SocialistWorker.org contributor Sharon Smith, author of Subterranean Fire: A History of Working-Class Radicalism in the United States, summed up the pattern in an interview for the upcoming paper edition of SW that will be published online later this week:

[A]s we can see from the experience of West Virginia, periods of "labor peace" don't necessarily indicate working-class satisfaction with the status quo. Usually, it is very much the opposite...From the outside, even though the labor movement seems calm, working-class lives have been upended to the point that the class struggle provides the only possible way to move forward.

For this or any struggle to advance past a certain point, it's important for those committed to it to draw the lessons of what has worked and what hasn't, in preparation for future battles.

Throughout four decades of existence, Socialist Worker and the organization that publishes it, the International Socialist Organization, have been dedicated to organizing support for workers' struggles--from the miners fights of 1977-78 to the Illinois War Zone battles of 1994-95, to the national UPS strike in 1997 and more--and drawing out the lessons for our movement.

Now, as Smith points out, the West Virginia teachers have "answered a question that has been haunting many of us--namely, after so many years, how can long-standing working-class traditions be transmitted to those who came of age in the last four decades, and have never had the opportunity to experience the highs and the lows of the class struggle that were once commonplace among workers?"

That answer came from an unexpected place--so-called "Trump country" dismissed by the media as a reactionary backwater. Similarly, socialists will be prepared to be part of whatever comes around the corner, in whatever arena of struggle it appears.

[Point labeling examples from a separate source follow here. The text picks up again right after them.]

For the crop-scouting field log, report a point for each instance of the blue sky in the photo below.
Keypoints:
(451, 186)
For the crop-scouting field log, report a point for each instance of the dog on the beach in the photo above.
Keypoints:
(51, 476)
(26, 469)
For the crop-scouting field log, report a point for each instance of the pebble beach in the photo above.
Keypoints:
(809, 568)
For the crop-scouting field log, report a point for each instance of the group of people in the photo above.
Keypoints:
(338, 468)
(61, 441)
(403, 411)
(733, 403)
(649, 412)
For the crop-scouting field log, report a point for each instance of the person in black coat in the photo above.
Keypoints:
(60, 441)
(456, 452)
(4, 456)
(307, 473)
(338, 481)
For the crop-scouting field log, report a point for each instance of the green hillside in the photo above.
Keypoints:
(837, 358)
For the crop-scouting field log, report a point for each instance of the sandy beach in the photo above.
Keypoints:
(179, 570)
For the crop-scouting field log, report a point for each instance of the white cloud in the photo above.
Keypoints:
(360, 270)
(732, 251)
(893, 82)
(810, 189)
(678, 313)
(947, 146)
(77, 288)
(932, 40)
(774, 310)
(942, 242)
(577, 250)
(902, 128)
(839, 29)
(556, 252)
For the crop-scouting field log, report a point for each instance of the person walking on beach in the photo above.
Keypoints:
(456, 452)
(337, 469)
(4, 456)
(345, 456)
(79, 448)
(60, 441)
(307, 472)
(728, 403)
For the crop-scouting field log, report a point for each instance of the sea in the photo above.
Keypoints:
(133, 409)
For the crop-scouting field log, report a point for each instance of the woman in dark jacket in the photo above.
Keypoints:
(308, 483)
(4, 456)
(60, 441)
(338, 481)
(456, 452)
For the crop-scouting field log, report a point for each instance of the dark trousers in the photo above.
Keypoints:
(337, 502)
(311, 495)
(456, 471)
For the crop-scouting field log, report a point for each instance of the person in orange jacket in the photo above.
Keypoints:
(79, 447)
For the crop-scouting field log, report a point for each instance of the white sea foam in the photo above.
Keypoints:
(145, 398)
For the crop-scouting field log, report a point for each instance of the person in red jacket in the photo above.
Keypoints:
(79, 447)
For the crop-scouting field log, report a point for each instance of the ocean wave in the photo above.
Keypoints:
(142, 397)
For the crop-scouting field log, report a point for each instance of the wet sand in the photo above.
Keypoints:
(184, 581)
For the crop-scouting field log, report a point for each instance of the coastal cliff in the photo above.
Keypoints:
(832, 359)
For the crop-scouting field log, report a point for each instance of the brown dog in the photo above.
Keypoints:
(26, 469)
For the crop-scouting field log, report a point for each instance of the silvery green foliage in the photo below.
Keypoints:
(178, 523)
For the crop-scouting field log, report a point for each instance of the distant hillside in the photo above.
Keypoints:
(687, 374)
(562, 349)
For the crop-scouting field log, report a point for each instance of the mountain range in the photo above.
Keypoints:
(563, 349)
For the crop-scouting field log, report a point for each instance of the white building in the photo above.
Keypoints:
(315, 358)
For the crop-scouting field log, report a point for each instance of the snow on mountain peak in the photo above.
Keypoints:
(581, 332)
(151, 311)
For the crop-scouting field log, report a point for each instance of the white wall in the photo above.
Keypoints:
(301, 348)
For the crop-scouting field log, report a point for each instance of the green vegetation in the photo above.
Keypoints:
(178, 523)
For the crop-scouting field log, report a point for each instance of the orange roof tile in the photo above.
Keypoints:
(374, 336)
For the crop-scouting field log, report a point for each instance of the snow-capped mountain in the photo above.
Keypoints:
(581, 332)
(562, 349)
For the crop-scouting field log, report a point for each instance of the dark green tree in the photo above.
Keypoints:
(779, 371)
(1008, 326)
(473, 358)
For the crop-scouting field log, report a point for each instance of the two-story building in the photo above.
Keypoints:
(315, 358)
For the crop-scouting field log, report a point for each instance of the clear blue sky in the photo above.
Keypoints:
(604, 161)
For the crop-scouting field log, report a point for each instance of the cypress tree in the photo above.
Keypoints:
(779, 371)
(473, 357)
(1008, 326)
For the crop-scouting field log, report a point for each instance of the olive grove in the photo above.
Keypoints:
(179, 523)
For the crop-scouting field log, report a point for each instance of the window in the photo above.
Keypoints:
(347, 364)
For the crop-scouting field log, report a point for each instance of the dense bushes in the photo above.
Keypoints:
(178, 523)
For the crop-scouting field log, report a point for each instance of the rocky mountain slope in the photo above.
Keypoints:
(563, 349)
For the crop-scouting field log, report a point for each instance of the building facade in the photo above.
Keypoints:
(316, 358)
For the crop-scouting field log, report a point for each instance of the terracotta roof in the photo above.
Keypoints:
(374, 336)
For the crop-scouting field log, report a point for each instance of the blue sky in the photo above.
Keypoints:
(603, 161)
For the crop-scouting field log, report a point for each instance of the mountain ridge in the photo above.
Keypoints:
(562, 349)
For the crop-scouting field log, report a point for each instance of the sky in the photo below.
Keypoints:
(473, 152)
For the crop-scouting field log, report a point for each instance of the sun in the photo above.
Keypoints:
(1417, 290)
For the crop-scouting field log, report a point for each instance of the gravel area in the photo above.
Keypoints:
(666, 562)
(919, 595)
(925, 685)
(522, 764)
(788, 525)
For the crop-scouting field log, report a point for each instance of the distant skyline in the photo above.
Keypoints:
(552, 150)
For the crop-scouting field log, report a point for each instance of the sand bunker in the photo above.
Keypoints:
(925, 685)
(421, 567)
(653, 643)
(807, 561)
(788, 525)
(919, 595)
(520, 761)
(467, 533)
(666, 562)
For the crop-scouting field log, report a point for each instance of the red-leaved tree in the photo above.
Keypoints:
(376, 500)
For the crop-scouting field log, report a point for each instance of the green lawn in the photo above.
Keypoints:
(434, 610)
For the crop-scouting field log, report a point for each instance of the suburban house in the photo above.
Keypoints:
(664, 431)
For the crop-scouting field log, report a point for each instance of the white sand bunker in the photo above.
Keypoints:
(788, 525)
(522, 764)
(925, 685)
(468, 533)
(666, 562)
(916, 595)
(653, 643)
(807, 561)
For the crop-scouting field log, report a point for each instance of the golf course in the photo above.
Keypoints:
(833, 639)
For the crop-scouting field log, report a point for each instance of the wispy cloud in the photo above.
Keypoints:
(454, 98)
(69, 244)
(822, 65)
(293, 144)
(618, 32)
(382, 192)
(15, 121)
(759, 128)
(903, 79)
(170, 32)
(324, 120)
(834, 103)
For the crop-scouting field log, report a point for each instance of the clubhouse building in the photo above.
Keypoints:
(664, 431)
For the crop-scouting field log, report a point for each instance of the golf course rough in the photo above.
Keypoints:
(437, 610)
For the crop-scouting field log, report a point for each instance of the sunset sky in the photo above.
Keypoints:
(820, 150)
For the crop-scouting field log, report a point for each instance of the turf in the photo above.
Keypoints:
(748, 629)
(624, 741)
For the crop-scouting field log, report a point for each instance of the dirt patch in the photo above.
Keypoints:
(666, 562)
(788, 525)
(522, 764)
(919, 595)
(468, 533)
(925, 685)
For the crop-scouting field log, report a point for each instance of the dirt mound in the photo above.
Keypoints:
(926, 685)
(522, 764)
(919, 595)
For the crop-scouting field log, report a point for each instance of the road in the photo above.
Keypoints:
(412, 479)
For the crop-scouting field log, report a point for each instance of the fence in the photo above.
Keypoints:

No one would have predicted that gun violence would inspire probably the most widespread school walkouts in at least a generation. Similarly, no one guessed that bitter anger at sexual violence and its perpetrators would take the shape of the #MeToo campaign and renewed activism around women's rights.

We don't know exactly how these struggles in our schools will shape up. But what we've learned already is that schools don't have to be places where corporate "reformers" like DeVos can make a buck off of privatization, where teachers are scapegoated, and where students live in terror of a mass shooting or are corralled like criminals under armed guards.

We've learned that students, teachers and their protests can start to transform schools into places where we can expect real learning, dignity and respect.